The authors declare no competing interests.

Figures

Fig. 1
Fig. 1. Data-driven model prediction to evaluate the impact of manipulatable policy variables.
a, Data from a variety of sources, including surveillance reports, experiments and epidemiological studies, can inform model parameters. b, Rather than extracting single point estimates, modellers can use data more powerfully by constructing data-driven distributions for parameters from which values are sampled for each simulation. c, Every simulation yields a projection, such that multiple runs based on drawing probabilistically from empirical distributions generate a probabilistic distribution of projections. Types of projection that can be generated include outbreak trajectories, disease burdens and economic impact. d, Probabilistic uncertainty analyses convey not only model projections of policy outcomes, but also quantification of confidence in the projections. e, As policies are adopted and the microbiological system is influenced accordingly, the model can be iteratively updated to reflect the shifting status quo, thereby progressively optimizing policies within an evolving system.
Fig. 2
Fig. 2. Behavioural changes drive outbreak patterns and also respond to them.
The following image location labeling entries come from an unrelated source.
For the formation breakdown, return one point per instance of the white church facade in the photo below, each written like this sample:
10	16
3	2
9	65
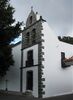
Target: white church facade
43	64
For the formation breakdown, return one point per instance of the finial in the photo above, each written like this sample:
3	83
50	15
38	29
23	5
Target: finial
31	8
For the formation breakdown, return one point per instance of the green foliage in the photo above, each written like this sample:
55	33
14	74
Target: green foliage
8	32
66	39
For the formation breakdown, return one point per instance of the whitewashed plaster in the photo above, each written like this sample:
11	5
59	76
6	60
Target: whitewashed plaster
58	81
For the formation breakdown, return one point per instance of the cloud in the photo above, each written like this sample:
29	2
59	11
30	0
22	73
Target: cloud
58	13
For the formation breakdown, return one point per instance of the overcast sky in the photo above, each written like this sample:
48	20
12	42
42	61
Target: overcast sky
58	13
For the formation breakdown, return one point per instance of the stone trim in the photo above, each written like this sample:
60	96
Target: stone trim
40	67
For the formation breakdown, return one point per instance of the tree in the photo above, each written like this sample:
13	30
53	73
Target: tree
66	39
8	32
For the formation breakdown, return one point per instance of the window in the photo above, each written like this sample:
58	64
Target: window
27	37
29	81
30	19
33	36
29	61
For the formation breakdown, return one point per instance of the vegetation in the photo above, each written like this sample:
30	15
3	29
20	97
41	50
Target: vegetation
8	32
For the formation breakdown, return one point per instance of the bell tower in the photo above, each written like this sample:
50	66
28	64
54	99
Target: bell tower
31	56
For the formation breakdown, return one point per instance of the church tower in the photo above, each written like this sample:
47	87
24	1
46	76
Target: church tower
31	56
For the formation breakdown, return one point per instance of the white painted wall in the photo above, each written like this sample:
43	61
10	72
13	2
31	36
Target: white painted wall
35	54
13	75
58	81
34	69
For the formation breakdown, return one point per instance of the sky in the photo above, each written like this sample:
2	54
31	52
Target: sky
57	13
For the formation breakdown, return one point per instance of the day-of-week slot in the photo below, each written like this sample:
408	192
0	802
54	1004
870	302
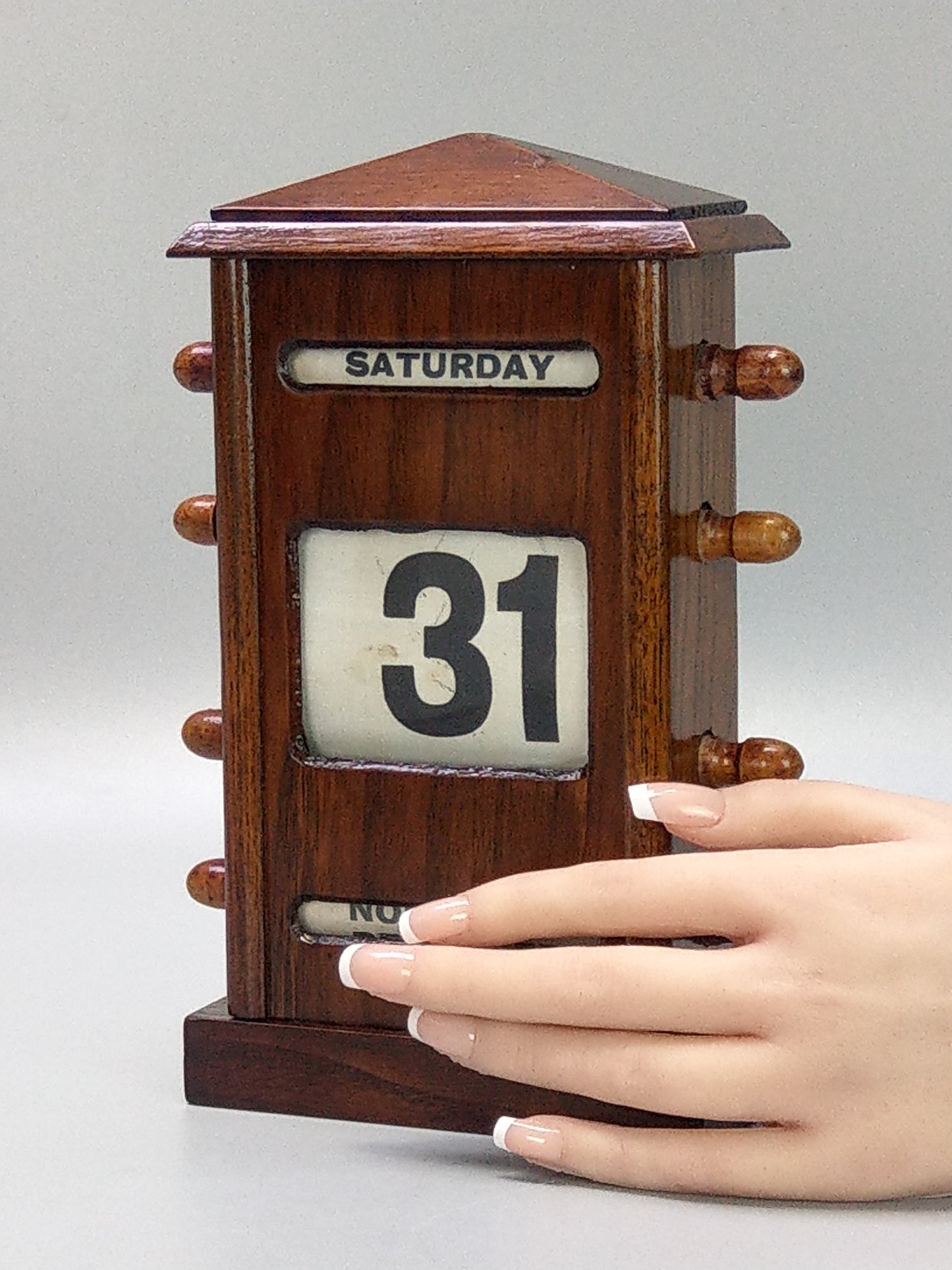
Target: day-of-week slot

a, Pertussis case notifications, pertussis deaths and the percentage of children completing the full course of vaccines by their second birthday in England and Wales, 1968–2000. A case series describing children with suspected neurological damage from the whole-cell pertussis vaccine was published in 1974 and received widespread media attention. Subsequently, the National Childhood Encephalopathy Study published in 1981 clarified the risks, which motivated public health efforts to boost vaccine uptake. The whole-cell pertussis vaccine was replaced with an acellular formulation in 1996. b, Pertussis case notifications and percentage change in vaccine uptake in successive years during the recovery phase, 1977–1994. Vaccine uptake appears to be entrained by surges in infection incidence. Mathematical models can capture the interplay between natural and human dynamics exemplified in this dataset and a wide variety of other study systems.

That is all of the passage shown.